Fast Air Medevac added a third King Air 200 to its dedicated air ambulance fleet in the spring and is prepared to add another if the demand calls for it.
"A fourth plane is coming, it's just a matter of timing. We could turn (the deal around) relatively quickly," said Tim Hague, director of air ambulance services for the Fast Air Limited subsidiary.
"Our numbers increased dramatically in the spring. We flew more missions in June than in any month in the six years we've been in (the medevac) business."
Hague said Fast Air Medevac called in extra staff in the spring to handle the unprecedented demand and has its people on alert in case the same scenario materializes this fall.
"We have an ongoing commitment to keep the aircraft in the air around the clock. It's a huge concern in Manitoba because our northern communities got hit so terribly hard. Our staffing levels have been really good. We've been fortunate nobody has been sick," he said.

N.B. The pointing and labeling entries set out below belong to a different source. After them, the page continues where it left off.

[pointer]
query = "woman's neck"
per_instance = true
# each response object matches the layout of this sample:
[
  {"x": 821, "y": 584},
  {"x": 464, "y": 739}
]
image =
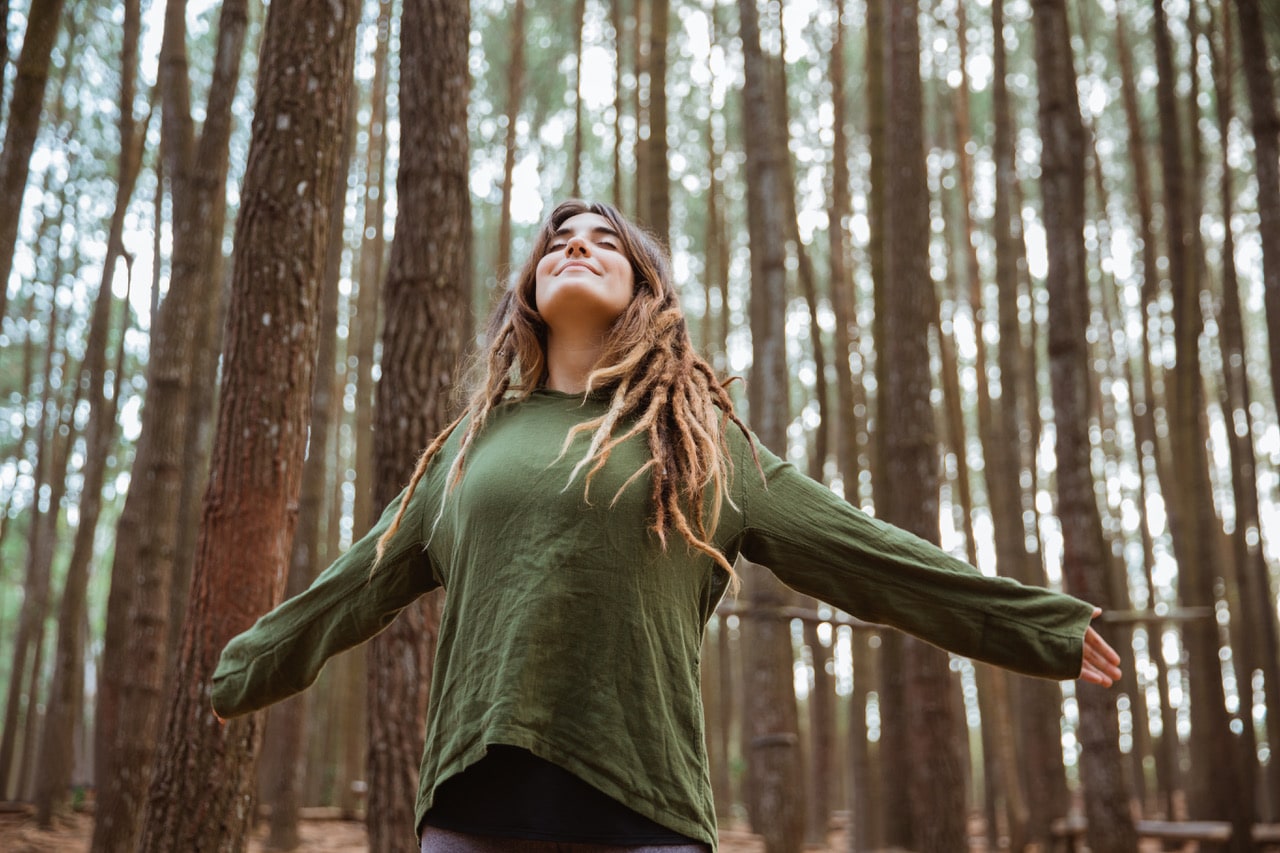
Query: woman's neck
[{"x": 570, "y": 363}]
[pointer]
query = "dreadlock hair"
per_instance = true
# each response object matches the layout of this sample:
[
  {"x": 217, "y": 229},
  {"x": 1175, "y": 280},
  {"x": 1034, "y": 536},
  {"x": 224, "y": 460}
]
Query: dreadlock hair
[{"x": 658, "y": 387}]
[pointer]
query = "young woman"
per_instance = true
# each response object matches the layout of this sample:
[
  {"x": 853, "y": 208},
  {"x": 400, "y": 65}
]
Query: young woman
[{"x": 584, "y": 515}]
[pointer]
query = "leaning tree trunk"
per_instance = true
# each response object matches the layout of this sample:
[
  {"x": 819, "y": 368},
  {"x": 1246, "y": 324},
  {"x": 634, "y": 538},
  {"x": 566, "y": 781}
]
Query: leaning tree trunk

SkyNorth Air Ltd. recently increased its fleet, bumping up its number of King Airs to three. Vice-President Greg Psooy said it is ramping up its staff and equipment to ensure it's ready if the calls come.
To improve the chances that its pilots and medical personnel remain healthy, he said in-flight staff wear face masks and protective gloves and the plane is scrubbed down with disinfectant after every trip.

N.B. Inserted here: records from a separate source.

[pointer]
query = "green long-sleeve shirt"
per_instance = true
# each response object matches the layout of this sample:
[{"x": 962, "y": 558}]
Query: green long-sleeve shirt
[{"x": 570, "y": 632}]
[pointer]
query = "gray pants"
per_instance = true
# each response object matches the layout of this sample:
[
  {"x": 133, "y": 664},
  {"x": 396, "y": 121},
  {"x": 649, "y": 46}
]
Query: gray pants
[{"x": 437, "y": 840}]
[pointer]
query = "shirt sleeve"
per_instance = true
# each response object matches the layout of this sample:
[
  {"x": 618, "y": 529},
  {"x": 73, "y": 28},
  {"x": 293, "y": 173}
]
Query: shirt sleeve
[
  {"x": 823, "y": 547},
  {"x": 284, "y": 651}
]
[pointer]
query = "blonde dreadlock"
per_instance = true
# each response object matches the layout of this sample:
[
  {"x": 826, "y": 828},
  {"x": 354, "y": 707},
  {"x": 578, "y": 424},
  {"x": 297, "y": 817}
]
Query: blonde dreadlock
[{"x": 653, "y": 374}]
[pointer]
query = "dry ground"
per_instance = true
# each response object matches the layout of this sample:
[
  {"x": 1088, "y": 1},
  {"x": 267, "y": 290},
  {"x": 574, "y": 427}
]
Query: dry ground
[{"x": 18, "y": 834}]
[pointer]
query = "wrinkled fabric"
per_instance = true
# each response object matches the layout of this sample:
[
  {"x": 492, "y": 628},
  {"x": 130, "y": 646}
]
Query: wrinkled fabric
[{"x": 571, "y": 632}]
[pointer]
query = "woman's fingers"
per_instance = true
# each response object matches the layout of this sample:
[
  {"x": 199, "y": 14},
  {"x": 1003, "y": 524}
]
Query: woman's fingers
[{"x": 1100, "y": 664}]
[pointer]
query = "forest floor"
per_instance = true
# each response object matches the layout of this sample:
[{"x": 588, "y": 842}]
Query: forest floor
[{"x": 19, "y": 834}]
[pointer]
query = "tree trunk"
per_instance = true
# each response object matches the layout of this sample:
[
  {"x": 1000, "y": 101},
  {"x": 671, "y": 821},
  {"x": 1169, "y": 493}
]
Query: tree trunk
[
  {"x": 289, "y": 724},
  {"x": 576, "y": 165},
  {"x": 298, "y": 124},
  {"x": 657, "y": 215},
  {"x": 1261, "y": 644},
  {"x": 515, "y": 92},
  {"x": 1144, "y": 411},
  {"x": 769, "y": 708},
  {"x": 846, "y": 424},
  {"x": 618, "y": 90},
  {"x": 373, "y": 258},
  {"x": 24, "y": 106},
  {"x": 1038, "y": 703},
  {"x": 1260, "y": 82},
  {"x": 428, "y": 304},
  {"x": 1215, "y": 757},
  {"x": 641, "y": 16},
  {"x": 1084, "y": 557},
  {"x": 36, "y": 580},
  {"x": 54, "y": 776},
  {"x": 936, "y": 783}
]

Neither Perimeter Aviation nor Missinippi Air plan to add planes to their fleets but they're both prepared to use charter aircraft and employees into medevac service if the need arises.
Mark Wehrle, president of Perimeter, said it recently recruited a pair of nurses and three paramedic workers from outside Manitoba to ensure it will be able to fully staff its Metro II planes in the fall.

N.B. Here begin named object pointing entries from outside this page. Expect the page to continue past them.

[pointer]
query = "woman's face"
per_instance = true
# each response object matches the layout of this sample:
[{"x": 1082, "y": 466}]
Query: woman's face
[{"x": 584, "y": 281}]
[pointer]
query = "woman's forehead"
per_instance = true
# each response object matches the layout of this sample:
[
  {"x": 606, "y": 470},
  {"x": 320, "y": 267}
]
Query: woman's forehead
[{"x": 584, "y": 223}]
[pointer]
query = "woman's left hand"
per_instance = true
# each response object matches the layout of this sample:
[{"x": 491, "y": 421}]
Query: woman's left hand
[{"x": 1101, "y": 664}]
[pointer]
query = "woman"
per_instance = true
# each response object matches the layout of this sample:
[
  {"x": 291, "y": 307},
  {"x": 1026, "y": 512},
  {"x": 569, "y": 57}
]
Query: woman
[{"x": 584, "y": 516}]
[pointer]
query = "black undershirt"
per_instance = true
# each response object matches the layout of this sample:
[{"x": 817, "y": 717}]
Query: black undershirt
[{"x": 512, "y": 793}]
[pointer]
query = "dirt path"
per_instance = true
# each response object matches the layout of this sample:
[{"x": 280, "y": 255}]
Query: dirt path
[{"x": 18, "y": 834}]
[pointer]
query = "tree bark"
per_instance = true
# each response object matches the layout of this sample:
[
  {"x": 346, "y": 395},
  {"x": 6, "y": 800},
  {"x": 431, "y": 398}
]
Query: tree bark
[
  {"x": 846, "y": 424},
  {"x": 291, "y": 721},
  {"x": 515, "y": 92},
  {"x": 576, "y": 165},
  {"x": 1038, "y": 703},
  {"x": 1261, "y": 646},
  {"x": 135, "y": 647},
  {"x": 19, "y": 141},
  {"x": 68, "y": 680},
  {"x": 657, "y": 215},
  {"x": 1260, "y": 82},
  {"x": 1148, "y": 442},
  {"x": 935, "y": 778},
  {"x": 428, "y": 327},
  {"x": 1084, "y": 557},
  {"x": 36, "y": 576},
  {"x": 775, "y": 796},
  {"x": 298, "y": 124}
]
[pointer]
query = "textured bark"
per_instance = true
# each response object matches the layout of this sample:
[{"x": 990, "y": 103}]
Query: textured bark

"The demand for nurses outside of air ambulance puts a strain on us. When they're not flying, they're working in a hospital or a nursing station. Having them available will be our biggest challenge. We're recruiting 12 months of the year," he said, noting Perimeter has five aircraft dedicated to medevac but can call upon another dozen should its capacity be reached.
Lena Thorne, chief flight nurse for The Pas-based Missinippi, said its two medevac planes can take five or six trips in a 24-hour period. It also has 10 other planes that could be assigned to medevac duty on short notice, she said.
The medevac market
THERE are 150,000 people in northern Manitoba who rely on air ambulances to get the health care they need. Here's how the province's four medevac providers are equipped to handle an expected surge in H1N1 this fall.
Fast Air Medevac: The Winnipeg-based carrier recently added a third King Air 200 to its medevac fleet and is planning to add a fourth.
Perimeter Aviation: The biggest regional carrier in the province has five Metro IIs providing medevac services but it can tap into another 12 planes if need be.
SkyNorth Air: The Winnipeg-based carrier has three King Air A100s providing air ambulance services.
Missinippi Airways: Based in The Pas, it has two King Air B200s dedicated to medevac but it can also use 10 other planes in its fleet if required.